El reto de gestionar talento: la experiencia de Cerolini & Ferrari

Por El Cronista Comercial

En todas las empresas de todas las industrias se repite a modo de slogan aquello de la impotancia que tiene el talento. En las de servicios en particular, el hit es decir que el capital se va todas las noches por el ascensor y no se sabe si regresa al día siguiente.

Más allá de frases célebres, el desafío de atraer, desarrollar y gestionar talento sigue buscando fórmulas para ser efectivo, sobre todo en un mercado como el de la abogacía, con más de 130.000 profesionales matriculados en la Capital Federal.

En este contexto, entender al talento como un “bien escaso” se hace difícil , aunque es cierto que los estudios jurídicos corporativos ya no son un imán.

De hecho, hoy, con suerte, son solo una opción más de las variantes laborales que ofrece el mercado, en competencia directa con la administración pública, los tribunales, las empresas y la tan preciada autonomía (millennials mediante).

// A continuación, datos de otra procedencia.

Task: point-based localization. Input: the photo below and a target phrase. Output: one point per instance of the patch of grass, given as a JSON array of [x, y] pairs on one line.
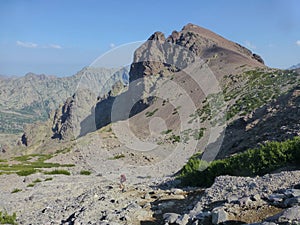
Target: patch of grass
[[119, 156], [253, 162], [174, 138], [16, 190], [85, 172], [54, 172], [166, 131], [30, 164], [26, 172], [149, 114], [5, 218], [37, 181]]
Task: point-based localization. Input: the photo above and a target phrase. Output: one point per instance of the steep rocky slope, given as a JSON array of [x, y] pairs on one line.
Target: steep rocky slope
[[24, 100], [184, 91]]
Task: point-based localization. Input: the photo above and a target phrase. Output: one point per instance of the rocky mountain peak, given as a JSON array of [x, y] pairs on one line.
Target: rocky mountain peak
[[160, 55], [157, 36]]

De allí que el modelo que encontraron en Cerolini &Ferrari Abogados tenga mucho de acierto, adaptando las oficinas a las necesidades de las nuevas generaciones, para que no solo quieran volver al día siguiente, sino también quedarse.

Siendo los propios socios representantes de una generación que impuso cambios en las formas de liderazgo y gestión empresaria, en su última mudanza tuvieron muy en cuenta las cosas que no deberían ir en un espacio de trabajo.

“La búsqueda y retención de talento es uno de los principales desafíos de las firmas de servicios jurídicos hoy en día. Los millennials rompieron los esquemas establecidos por generaciones anteriores y este reto se ve potenciado en una industria conservadora como es la de los estudios de abogados”, reconocen Agustín Cerolini y Matías Ferrari, name partners de la firma.

El ejemplo ya clásico es el de los espacios abiertos que tanto gustan en la arquitectura empresarial contemporánea, en parte por la sensación de horizontalidad, en parte para abaratar costos.

En este estudio, por lo pronto, se ve un mix entre la apertura, las salas de reunión y las oficinas cerradas vidriadas. Y es que “por más buena onda que haya, a nadie le gusta trabajar compartiendo el escritorio con su jefe”, se les escucha decir a los socios, con mucha dosis de verdad.

Así, las instalaciones buscan reflejar la cultura de la firma, alejándose de la “dinámica excesivamente formal de los estudios jurídicos tradicionales que quedó desfasada con los valores que hoy son necesarios en una organización”, evalúan.

“Nuestro principal objetivo es que el equipo se sienta realmente a gusto en su espacio de trabajo. Esta idea derivó en la inclusión de espacios de trabajo colaborativos, livings y otros amenities elegidos por los propios abogados: metegol, videojuegos y hasta un casco de realidad virtual”, cuentan.

Es, dicen, “solo el comienzo”, pero tener en cuenta las preferencias del equipo de trabajo es, sin dudas, un buen comienzo.